The inappropriate accumulation of eosinophils and the subsequent release of their potent pro-inflammatory mediator arsenal are thought to be important contributors to the pathogenesis of asthma and other allergic diseases. It is also becoming apparent that eosinophils may play a role in the orchestrations of immune responses in the asthmatic lung. There is therefore much interest in the development of strategies to limit or prevent eosinophil-induced toxicity. The mechanisms by which eosinophils accumulate in the peribronchial tissues of the lung are complex and include enhanced differentiation and release from the bone marrow, selective adhesion and transendothelial migration, directed movement in response to specific chemotactic mediators and finally prolonged survival as a consequence of delayed apoptosis.

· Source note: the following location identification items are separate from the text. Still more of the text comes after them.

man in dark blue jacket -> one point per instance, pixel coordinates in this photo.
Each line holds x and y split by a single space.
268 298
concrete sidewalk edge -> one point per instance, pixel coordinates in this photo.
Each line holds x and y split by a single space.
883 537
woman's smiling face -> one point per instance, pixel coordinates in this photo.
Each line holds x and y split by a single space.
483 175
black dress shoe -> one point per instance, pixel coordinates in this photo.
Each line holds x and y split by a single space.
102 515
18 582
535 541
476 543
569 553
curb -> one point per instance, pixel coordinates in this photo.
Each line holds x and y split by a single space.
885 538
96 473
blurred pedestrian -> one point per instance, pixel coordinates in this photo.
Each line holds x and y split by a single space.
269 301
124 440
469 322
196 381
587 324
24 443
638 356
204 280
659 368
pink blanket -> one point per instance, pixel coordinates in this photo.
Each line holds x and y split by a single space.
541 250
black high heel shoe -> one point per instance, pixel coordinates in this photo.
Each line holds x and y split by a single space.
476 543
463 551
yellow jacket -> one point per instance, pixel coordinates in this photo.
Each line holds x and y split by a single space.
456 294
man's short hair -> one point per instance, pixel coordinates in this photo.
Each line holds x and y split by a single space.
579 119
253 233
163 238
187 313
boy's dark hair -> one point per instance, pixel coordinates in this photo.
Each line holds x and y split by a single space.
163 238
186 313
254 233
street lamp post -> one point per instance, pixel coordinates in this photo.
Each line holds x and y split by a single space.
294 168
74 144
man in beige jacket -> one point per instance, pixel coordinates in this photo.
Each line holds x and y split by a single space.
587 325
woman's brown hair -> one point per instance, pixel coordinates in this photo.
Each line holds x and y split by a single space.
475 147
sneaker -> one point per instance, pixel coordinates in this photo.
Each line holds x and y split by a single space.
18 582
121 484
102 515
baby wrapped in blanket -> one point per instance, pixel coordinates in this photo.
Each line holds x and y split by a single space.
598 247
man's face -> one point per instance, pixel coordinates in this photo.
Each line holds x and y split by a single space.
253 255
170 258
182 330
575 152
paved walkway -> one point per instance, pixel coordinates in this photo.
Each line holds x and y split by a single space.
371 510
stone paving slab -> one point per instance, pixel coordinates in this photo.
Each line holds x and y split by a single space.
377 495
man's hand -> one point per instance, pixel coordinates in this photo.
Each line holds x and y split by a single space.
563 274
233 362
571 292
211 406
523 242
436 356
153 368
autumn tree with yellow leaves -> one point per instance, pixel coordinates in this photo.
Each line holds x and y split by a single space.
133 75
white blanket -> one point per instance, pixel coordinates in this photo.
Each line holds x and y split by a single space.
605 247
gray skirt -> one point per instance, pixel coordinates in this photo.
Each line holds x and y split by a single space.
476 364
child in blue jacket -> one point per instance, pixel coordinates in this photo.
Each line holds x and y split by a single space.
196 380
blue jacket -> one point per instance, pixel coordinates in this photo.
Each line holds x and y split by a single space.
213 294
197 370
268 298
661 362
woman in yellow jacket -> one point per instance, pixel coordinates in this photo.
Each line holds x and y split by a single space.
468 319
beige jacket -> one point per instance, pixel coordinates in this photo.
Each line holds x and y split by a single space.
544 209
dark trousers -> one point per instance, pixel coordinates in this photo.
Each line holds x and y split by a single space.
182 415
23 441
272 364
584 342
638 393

Thus it can be appreciated that there are many points at which the toxicity of eosinophils can be limited or even prevented. Important areas for potential advances in glucocorticoid (GC) development include efforts to dissociate their anti-inflammatory effects from unwanted side effects. Other areas include the development of humanised monoclonal antibodies against IL-4, IL-13 and IL-5 together with the inhibition of adhesion pathways and/or chemokines responsible for eosinophil accumulation in the asthmatic lung. Several avenues of research are currently underway in an attempt to define mechanisms by which proinflammatory cells such as eosinophils can be safely removed from the asthmatic lung through apoptosis induction and their subsequent ingestion by phagocytes. This review will discuss both the potential and shortcomings of these diverse approaches to limit eosinophil toxicity in the asthmatic lung.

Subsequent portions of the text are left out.